Os goleiros Felipe e Fábio garantiram os pontos de suas equipes no confronto do Engenhão. Liédson — com uma mãozinha de Vágner Love — e Éverton fizeram os únicos gols de suas equipes.

A entrada de Martinuccio como titular não mudou o sistema do Cruzeiro, pois o argentino entrou como segundo atacante ao invés de ponteiro esquerdo. O 4-3-1-2 de Celso Roth teve Ceará de volta à direita e William Magrão e Marcelo Oliveira como vértices laterais do losango de meio. Borges foi sacado para a entrada de Martinuccio, com Anselmo Ramon sendo a referência. A ideia era fazer o famoso jogo de primeira e segunda bola: lançamento longo para o centroavante disputar e a sobra ficar com um dos companheiros, ou então para ele fazer o pivô e esperar a chegada dos companheiros.

O Flamengo veio no mesmo esquema, mas com dois centro-avantes de área: Vágner Love e Liédson. Dorival Júnior escalou Léo Moura, eterno camisa 2, na meia-esquerda do losango de meio, com Íbson do outro lado e Cléber Santana na ligação.

A diferença de estilo das duplas de frente resultava em companhia a Wellington Silva quando este avançava (Martinuccio o acompanhava) mas Ramon subia sem ser incomodado, às vezes fazendo dois contra um com Léo Moura em cima de Ceará. No gol de Liédson, Léo Moura recebe a bola pela direita e carrega para dentro do campo, trazendo a marcação consigo e abrindo uma avenida para Ramon cruzar na mão de Vágner Love — literalmente.

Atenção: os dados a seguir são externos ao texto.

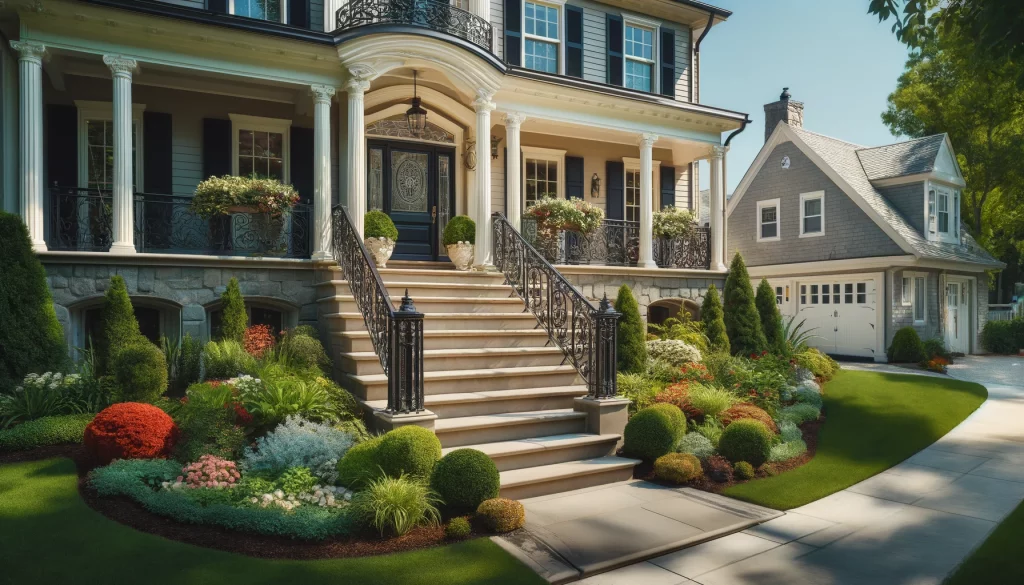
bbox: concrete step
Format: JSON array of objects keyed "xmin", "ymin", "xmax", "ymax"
[
  {"xmin": 434, "ymin": 409, "xmax": 587, "ymax": 448},
  {"xmin": 501, "ymin": 457, "xmax": 640, "ymax": 500},
  {"xmin": 441, "ymin": 433, "xmax": 621, "ymax": 471},
  {"xmin": 335, "ymin": 346, "xmax": 565, "ymax": 376}
]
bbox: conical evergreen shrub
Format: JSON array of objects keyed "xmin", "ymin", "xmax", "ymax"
[
  {"xmin": 615, "ymin": 285, "xmax": 647, "ymax": 374},
  {"xmin": 754, "ymin": 279, "xmax": 785, "ymax": 353},
  {"xmin": 220, "ymin": 279, "xmax": 249, "ymax": 343},
  {"xmin": 722, "ymin": 252, "xmax": 768, "ymax": 356},
  {"xmin": 700, "ymin": 285, "xmax": 729, "ymax": 351},
  {"xmin": 0, "ymin": 212, "xmax": 68, "ymax": 390}
]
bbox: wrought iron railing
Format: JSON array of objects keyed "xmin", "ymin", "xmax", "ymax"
[
  {"xmin": 47, "ymin": 186, "xmax": 312, "ymax": 258},
  {"xmin": 336, "ymin": 0, "xmax": 494, "ymax": 52},
  {"xmin": 333, "ymin": 205, "xmax": 424, "ymax": 414},
  {"xmin": 493, "ymin": 212, "xmax": 618, "ymax": 399}
]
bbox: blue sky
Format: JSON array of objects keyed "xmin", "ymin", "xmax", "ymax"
[{"xmin": 700, "ymin": 0, "xmax": 906, "ymax": 192}]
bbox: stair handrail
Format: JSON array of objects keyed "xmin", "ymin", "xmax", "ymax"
[
  {"xmin": 332, "ymin": 205, "xmax": 424, "ymax": 414},
  {"xmin": 492, "ymin": 211, "xmax": 620, "ymax": 399}
]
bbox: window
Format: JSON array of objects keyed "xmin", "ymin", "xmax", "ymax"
[
  {"xmin": 523, "ymin": 2, "xmax": 560, "ymax": 73},
  {"xmin": 758, "ymin": 199, "xmax": 779, "ymax": 242},
  {"xmin": 800, "ymin": 191, "xmax": 825, "ymax": 238},
  {"xmin": 625, "ymin": 24, "xmax": 654, "ymax": 92}
]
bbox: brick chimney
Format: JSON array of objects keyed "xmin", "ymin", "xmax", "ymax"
[{"xmin": 765, "ymin": 87, "xmax": 804, "ymax": 142}]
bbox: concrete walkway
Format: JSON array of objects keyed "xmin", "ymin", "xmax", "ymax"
[{"xmin": 579, "ymin": 357, "xmax": 1024, "ymax": 585}]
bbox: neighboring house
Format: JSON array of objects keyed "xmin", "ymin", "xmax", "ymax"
[{"xmin": 727, "ymin": 91, "xmax": 1004, "ymax": 361}]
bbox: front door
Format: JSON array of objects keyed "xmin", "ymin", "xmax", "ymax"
[{"xmin": 367, "ymin": 140, "xmax": 455, "ymax": 260}]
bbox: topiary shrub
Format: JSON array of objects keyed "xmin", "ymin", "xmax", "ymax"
[
  {"xmin": 82, "ymin": 403, "xmax": 178, "ymax": 465},
  {"xmin": 111, "ymin": 336, "xmax": 167, "ymax": 403},
  {"xmin": 430, "ymin": 449, "xmax": 501, "ymax": 512},
  {"xmin": 220, "ymin": 278, "xmax": 249, "ymax": 344},
  {"xmin": 362, "ymin": 209, "xmax": 398, "ymax": 242},
  {"xmin": 654, "ymin": 453, "xmax": 703, "ymax": 485},
  {"xmin": 476, "ymin": 498, "xmax": 526, "ymax": 534},
  {"xmin": 0, "ymin": 212, "xmax": 68, "ymax": 388},
  {"xmin": 623, "ymin": 404, "xmax": 686, "ymax": 461},
  {"xmin": 615, "ymin": 285, "xmax": 647, "ymax": 374},
  {"xmin": 718, "ymin": 419, "xmax": 773, "ymax": 467},
  {"xmin": 377, "ymin": 425, "xmax": 441, "ymax": 478},
  {"xmin": 886, "ymin": 327, "xmax": 925, "ymax": 364},
  {"xmin": 722, "ymin": 252, "xmax": 768, "ymax": 356},
  {"xmin": 441, "ymin": 215, "xmax": 476, "ymax": 246},
  {"xmin": 700, "ymin": 285, "xmax": 730, "ymax": 353}
]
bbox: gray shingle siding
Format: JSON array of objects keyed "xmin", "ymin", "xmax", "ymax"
[{"xmin": 728, "ymin": 142, "xmax": 904, "ymax": 266}]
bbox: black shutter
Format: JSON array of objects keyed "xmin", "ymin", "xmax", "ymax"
[
  {"xmin": 46, "ymin": 103, "xmax": 78, "ymax": 187},
  {"xmin": 565, "ymin": 157, "xmax": 586, "ymax": 199},
  {"xmin": 505, "ymin": 0, "xmax": 522, "ymax": 66},
  {"xmin": 288, "ymin": 0, "xmax": 309, "ymax": 29},
  {"xmin": 565, "ymin": 6, "xmax": 583, "ymax": 79},
  {"xmin": 142, "ymin": 112, "xmax": 174, "ymax": 195},
  {"xmin": 289, "ymin": 126, "xmax": 313, "ymax": 203},
  {"xmin": 662, "ymin": 29, "xmax": 676, "ymax": 97},
  {"xmin": 604, "ymin": 161, "xmax": 626, "ymax": 219},
  {"xmin": 203, "ymin": 118, "xmax": 232, "ymax": 179},
  {"xmin": 655, "ymin": 166, "xmax": 676, "ymax": 211},
  {"xmin": 607, "ymin": 14, "xmax": 625, "ymax": 85}
]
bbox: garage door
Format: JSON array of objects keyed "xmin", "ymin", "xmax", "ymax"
[{"xmin": 797, "ymin": 277, "xmax": 878, "ymax": 358}]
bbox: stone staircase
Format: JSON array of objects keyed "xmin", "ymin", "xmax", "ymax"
[{"xmin": 317, "ymin": 263, "xmax": 637, "ymax": 499}]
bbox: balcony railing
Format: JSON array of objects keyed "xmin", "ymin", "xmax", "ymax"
[
  {"xmin": 336, "ymin": 0, "xmax": 494, "ymax": 52},
  {"xmin": 522, "ymin": 215, "xmax": 711, "ymax": 269},
  {"xmin": 46, "ymin": 186, "xmax": 312, "ymax": 258}
]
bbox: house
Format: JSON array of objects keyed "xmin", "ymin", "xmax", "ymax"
[
  {"xmin": 0, "ymin": 0, "xmax": 749, "ymax": 495},
  {"xmin": 726, "ymin": 90, "xmax": 1004, "ymax": 361}
]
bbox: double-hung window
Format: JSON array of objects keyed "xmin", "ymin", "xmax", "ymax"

Outro aspecto a se destacar — e que vem se repetindo de uns tempos pra cá, já notado por este blogueiro antes neste espaço — é a plataforma defensiva que Celso Roth tem que armar para libera Montillo de atribuições de marcação. Com isso, os volantes laterais do losango têm mais que marcar do que apoiar, meio que divorciando o time. Por isso a escolha por Anselmo Ramon, já que a ligação direta no contra-ataque parecia ser uma boa opção.

A briga no meio-campo foi equilibrada, pois o Cruzeiro marcava bem e o Flamengo pouco inspirado ofensivamente, sem verticalidade. Resultado: time da casa com maior posse de bola, mas com o Cruzeiro com mais finalizações. Até o gol, o Flamengo foi amassando o Cruzeiro pelos lados. Depois disso, no entanto, o Cruzeiro arriscou um pouco mais e conseguiu a igualdade, com Éverton sem nenhuma marcação dentro da área flamenguista. Uma falha quase inacreditável do sistema defensivo dos cariocas. O Cruzeiro ainda teria chances de ampliar, mas Anselmo Ramon e Montillo pararam em Felipe.

Após as alterações, o 4-3-1-2 losango quase teve cara de 4-2-3-1 diagonal, mas Marcelo Oliveira ficava mais por dentro do campo que pela ala

No segundo tempo, Adryan, que havia entrado na vaga de Léo Moura no último lance do primeiro tempo, foi jogar ao lado de Cléber Santana para tentar dar mais criatividade ao time, repaginando o Flamengo num 4-2-2-2. A tentativa de Dorival Júnior funcionou e o O Flamengo pressionou intensamente no início da etapa final. Celso Roth agiu rápido, mas não com uma mudança reativa e sim propositiva, tentando reequilibrar a briga no meio-campo: Charles na vaga do perdido William Magrão. O jogo voltou a ficar mais equilibrado e o Flamengo perdeu ímpeto, mas o jogo estava franco e aberto — mais por falhas defensivas do que méritos ofensivos de ambas as equipes.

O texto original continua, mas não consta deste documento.